Crossing Ethnic Barriers Enforced by the KGB: Kharkiv Writers' Lives in the 1960s-70s
DOI:
https://doi.org/10.21226/ewjus568Abstract
This study analyzes the foundations of unity developed by the Kharkiv multi-ethnic community of writers, and explores post-Khrushchev Kharkiv as a political space and a place of state violence aimed at combating Ukrainian nationalism and Zionism, two major targets in the 1960s-70s. Despite their various cultural and social backgrounds, the Kharkiv literati might be identified as a distinct bohemian group possessing shared aesthetic and political values that emerged as the result of de-Stalinization under Khrushchev. Archival documents, diaries, and memoirs suggest that the 1960s-70s was a period of intense covert KGB operations and “active measures” designed to disrupt a community of intellectuals and to fragment friendships, bonds, and support among Ukrainians, Russians, and Jews along ethnic lines.

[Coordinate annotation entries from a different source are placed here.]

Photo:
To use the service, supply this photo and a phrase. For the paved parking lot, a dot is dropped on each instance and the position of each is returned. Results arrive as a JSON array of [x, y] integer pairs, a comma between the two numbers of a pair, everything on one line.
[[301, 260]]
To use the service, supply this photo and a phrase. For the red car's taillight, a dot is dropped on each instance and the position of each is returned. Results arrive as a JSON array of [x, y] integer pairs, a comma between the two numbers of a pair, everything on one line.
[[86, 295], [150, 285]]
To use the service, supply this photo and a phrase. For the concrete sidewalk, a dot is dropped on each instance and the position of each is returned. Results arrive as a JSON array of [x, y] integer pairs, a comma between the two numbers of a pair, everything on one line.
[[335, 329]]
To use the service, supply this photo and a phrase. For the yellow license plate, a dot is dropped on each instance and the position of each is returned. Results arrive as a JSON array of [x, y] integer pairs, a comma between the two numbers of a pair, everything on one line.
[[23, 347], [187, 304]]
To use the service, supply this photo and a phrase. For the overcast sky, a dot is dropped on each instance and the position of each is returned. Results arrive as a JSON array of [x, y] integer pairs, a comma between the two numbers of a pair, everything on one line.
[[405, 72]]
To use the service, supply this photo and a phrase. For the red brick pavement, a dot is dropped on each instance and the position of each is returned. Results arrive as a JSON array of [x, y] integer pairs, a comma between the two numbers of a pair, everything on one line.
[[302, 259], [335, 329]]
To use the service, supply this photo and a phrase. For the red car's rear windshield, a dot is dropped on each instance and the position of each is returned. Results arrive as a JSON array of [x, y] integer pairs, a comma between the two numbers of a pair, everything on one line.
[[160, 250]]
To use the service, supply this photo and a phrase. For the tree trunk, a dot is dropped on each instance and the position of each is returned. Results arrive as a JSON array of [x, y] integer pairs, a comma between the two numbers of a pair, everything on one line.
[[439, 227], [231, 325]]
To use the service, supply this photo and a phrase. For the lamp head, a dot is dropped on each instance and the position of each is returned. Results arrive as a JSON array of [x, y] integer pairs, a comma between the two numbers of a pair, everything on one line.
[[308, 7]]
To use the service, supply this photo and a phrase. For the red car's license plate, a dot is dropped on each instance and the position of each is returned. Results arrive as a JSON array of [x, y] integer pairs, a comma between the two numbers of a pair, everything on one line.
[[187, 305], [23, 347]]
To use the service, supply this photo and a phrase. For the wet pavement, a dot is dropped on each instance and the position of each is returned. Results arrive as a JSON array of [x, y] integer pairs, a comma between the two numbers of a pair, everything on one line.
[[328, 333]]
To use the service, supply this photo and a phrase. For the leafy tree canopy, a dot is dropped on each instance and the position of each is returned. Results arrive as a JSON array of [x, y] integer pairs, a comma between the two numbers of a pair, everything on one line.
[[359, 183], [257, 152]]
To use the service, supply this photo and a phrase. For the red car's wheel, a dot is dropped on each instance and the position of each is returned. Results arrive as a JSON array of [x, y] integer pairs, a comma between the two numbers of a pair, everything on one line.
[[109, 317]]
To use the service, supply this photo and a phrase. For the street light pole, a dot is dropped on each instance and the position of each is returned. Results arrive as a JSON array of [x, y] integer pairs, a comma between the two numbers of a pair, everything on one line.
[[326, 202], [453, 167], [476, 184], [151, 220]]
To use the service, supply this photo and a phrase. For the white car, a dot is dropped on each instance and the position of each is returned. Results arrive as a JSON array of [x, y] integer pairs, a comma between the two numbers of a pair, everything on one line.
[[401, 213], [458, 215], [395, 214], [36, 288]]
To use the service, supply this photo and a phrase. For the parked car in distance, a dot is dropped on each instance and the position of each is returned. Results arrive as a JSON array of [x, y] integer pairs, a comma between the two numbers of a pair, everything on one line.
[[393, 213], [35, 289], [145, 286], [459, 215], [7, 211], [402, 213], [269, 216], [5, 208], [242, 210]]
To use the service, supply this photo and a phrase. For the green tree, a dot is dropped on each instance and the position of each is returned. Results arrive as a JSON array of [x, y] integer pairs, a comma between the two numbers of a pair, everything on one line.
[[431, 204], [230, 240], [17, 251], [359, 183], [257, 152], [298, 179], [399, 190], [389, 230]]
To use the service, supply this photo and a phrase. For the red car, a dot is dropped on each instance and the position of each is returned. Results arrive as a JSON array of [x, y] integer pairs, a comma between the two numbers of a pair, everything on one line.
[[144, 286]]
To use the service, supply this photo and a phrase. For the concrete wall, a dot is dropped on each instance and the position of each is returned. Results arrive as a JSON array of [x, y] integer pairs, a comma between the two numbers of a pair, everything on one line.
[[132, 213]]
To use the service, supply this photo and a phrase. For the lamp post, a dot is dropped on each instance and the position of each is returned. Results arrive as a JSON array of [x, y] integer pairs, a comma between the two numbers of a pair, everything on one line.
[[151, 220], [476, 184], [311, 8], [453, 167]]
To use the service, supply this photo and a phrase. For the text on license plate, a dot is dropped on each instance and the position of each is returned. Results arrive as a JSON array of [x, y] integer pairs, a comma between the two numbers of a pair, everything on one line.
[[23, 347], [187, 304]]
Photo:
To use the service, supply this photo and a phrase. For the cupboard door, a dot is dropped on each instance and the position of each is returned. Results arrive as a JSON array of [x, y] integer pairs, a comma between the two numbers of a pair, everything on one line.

The history of the literati residing in Kharkiv in the 1960s-70s, their formal and informal practices and rituals, and their strategies of coping with state antisemitism, anti-Ukrainianism, terror, and waves of repression demonstrate that the immutability of ethnic barriers, often attributed to Ukrainian-Russian-Jewish encounters and systematically reinforced by the KGB, seems to be a myth and a stereotype. The writers negated them, escaping from and at the same time augmenting the politics of the place. Their spatial and social practices and habits helped them create a cohesive community grounded in shared history, shared interests in literature and dedication to it, and shared threats emanating from city politics and the KGB. They transcended ethnic boundaries constructed by the authorities, striving for unity, free from Soviet definitions.